Official data due on Tuesday is expected to show that economic growth eased to 7.4 percent in 2014, the weakest since 1990. The government target was about 7.5 percent growth.

Gross domestic product is forecast to grow 7.1 percent in the fourth quarter, the slowest expansion since the first three months of 2009. The economy expanded 7.3 percent in the third quarter.

The National Bureau of Statistics is also scheduled to release industrial output, retail sales and urban fixed asset investment data on Tuesday.

The World Bank last week said China is undergoing a carefully managed slowdown. The lender forecast the country's economic growth to ease to a still-robust 7.1 percent in 2015, 7 percent in 2016 and 6.9 percent in 2017.
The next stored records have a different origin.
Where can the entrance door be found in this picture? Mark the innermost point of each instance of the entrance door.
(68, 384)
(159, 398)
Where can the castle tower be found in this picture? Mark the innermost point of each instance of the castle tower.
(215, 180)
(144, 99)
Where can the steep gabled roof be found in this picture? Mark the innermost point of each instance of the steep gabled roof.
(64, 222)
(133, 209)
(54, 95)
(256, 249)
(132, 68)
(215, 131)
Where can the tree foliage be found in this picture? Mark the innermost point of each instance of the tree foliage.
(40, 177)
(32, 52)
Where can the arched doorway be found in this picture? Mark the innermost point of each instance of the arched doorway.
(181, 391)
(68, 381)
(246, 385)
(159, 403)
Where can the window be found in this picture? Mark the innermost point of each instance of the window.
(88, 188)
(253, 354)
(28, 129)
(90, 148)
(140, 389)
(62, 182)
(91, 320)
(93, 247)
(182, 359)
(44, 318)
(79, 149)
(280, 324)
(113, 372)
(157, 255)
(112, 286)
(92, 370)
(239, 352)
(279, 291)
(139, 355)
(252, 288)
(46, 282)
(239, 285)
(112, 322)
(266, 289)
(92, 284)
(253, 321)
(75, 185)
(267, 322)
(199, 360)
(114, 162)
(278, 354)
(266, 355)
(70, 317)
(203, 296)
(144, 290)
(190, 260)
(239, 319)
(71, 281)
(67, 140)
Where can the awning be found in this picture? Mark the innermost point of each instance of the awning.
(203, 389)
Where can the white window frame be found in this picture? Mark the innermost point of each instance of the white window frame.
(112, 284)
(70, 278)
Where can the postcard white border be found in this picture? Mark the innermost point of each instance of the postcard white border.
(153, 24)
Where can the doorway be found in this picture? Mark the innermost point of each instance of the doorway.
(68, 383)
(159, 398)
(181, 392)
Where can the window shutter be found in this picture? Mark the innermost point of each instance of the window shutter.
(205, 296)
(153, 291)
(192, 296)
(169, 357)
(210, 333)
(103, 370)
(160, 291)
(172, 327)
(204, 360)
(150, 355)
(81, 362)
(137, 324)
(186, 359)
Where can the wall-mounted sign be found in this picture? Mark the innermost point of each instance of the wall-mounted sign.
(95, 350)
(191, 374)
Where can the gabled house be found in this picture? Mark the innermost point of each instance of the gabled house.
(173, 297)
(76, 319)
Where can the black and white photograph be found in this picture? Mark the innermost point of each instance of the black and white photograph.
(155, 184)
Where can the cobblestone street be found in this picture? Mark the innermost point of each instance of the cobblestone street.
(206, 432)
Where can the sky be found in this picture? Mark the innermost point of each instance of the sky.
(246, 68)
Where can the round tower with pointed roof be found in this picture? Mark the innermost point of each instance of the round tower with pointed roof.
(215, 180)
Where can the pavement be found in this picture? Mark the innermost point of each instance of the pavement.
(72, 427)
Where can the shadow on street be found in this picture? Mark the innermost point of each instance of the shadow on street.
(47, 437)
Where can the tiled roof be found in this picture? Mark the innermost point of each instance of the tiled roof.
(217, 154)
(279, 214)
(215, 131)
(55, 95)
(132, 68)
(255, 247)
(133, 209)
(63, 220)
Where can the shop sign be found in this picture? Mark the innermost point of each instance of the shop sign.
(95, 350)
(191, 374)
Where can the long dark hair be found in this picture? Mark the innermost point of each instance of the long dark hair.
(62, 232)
Economic data suggests that banks have reduced lending and falling house prices dragged the property market lower. Beijing has attempted to shift its reliance from investment and credit to domestic consumption.

In November, China's central bank cut its key interest rate by 40 basis points to 5.6 percent, which was the first reduction in more than two years, in a bid to boost sagging growth momentum.

House prices continued to decline in almost all major Chinese cities in December, data compiled by the NBS revealed Sunday. Compared to November, prices decreased in 66 cities, remained stable in 3 and increased in one out of the 70 cities surveyed by the agency.

House prices in Beijing dropped 0.2 percent and fell 0.3 percent in Shanghai.

In December, overall bank lending declined sharply to CNY 697.3 billion and money supply growth slowed marginally.

Recent progress made towards curbing the rise of China's credit-to-GDP ratio is likely to slow going forward as it becomes more difficult to continue to rein in credit without undermining growth, economists at Capital Economics said.